In 2015, 10 physicians called for Columbia University to boot Oz from his role as a “senior administrative position in the Department of Surgery” at the College of Physicians and Surgeons, according to NBC News.
“Dr. Oz is guilty of either outrageous conflicts of interest or flawed judgements about what constitutes appropriate medical treatments, or both,” the group of doctors wrote in their letter to the university. “Whatever the nature of his pathology, members of the public are being misled and endangered, which makes Dr. Oz’s presence on the faculty of a prestigious medical institution unacceptable.”
Dr. Oz responded to his critics, insisting that The Dr. Oz Show was “not a medical show” in a 2015 interview with NBC News. He stated that the purpose of his show is “not to talk about medicine,” while admitting “there are segments that I made that I wish I could take back.” Despite the letter, Dr. Oz remains employed at Columbia.

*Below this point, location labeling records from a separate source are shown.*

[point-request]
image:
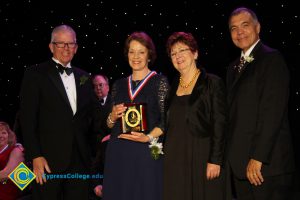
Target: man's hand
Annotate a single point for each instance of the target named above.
(212, 171)
(254, 172)
(39, 164)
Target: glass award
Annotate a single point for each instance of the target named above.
(134, 118)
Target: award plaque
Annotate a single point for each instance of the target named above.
(134, 118)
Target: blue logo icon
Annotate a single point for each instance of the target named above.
(22, 176)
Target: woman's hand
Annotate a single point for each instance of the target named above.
(117, 111)
(135, 136)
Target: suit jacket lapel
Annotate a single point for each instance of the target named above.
(232, 80)
(56, 79)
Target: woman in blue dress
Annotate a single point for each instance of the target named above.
(131, 173)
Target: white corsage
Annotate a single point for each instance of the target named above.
(248, 59)
(155, 148)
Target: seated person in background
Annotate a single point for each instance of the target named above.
(101, 89)
(11, 154)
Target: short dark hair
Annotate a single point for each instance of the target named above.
(182, 37)
(145, 40)
(240, 10)
(105, 77)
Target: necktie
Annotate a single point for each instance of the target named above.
(241, 64)
(61, 69)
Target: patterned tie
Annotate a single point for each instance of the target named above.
(241, 64)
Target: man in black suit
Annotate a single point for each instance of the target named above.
(260, 151)
(58, 106)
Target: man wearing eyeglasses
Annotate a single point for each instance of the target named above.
(58, 106)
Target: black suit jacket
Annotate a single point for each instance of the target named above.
(207, 112)
(48, 125)
(258, 102)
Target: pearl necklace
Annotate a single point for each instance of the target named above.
(181, 83)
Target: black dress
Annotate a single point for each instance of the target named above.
(185, 160)
(130, 171)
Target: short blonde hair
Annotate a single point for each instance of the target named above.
(11, 135)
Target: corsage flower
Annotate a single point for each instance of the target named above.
(155, 148)
(248, 59)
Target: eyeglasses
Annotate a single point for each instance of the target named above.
(180, 52)
(63, 44)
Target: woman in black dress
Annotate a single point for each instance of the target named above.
(196, 126)
(130, 171)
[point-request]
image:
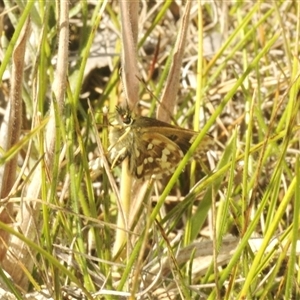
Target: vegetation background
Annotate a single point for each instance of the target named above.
(226, 230)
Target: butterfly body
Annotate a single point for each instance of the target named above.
(153, 147)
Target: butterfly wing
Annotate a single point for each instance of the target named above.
(159, 150)
(156, 154)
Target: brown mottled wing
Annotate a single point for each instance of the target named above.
(156, 155)
(162, 148)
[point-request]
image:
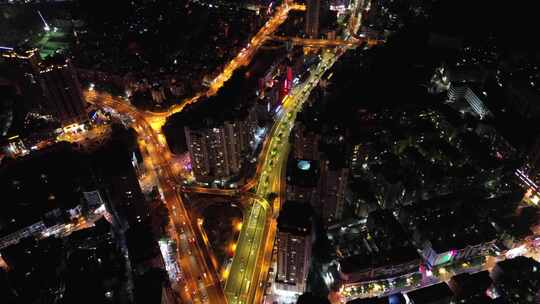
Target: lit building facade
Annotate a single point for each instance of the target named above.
(312, 18)
(218, 153)
(294, 247)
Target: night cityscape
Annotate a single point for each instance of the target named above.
(269, 152)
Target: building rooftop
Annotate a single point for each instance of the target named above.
(295, 217)
(303, 173)
(430, 294)
(467, 284)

Congress has also taken aim at the miraculous weight-loss solutions Dr. Oz has prominently featured on his show. The Senate Commerce, Science and Transportation subcommittee invited Oz to testify “on the danger of over-the-counter diet pills,” but grilled him on the “miracle” methods and products he’s hawked, The Washington Post reported.
“People want to believe you can take an itty-bitty pill to push fat out of your body,” Sen. Claire McCaskill (D-MO) said to Oz during the hearing. “The scientific community is almost monolithically against you.”
Green coffee bean extract was also touted by Oz as the next big breakthrough in weight loss. Oz went on television to laud the treatment, claiming the pill would make people lose up to “a pound a week.”
Too good to be true? Yes. The Federal Trade Commission won a $3.5 million settlement against the extract manufacturer in 2014, and a 2012 Diabetes, Metabolic Syndrome and Obesity: Targets and Therapy journal study promoting its health benefits was retracted. The FTC called the study “so hopelessly flawed that no reliable conclusions could be drawn from it.”
In response to his planned appointment to the president’s council, Dr. Oz wrote on Twitter Friday that, “serving on @FitnessGov offers a platform to amplify the best practices shown to work across our school systems.”
“I’ve been supporting children’s health programs with @HealthCorps and appreciate the need to improve lifestyle opportunities for our youth,” he said.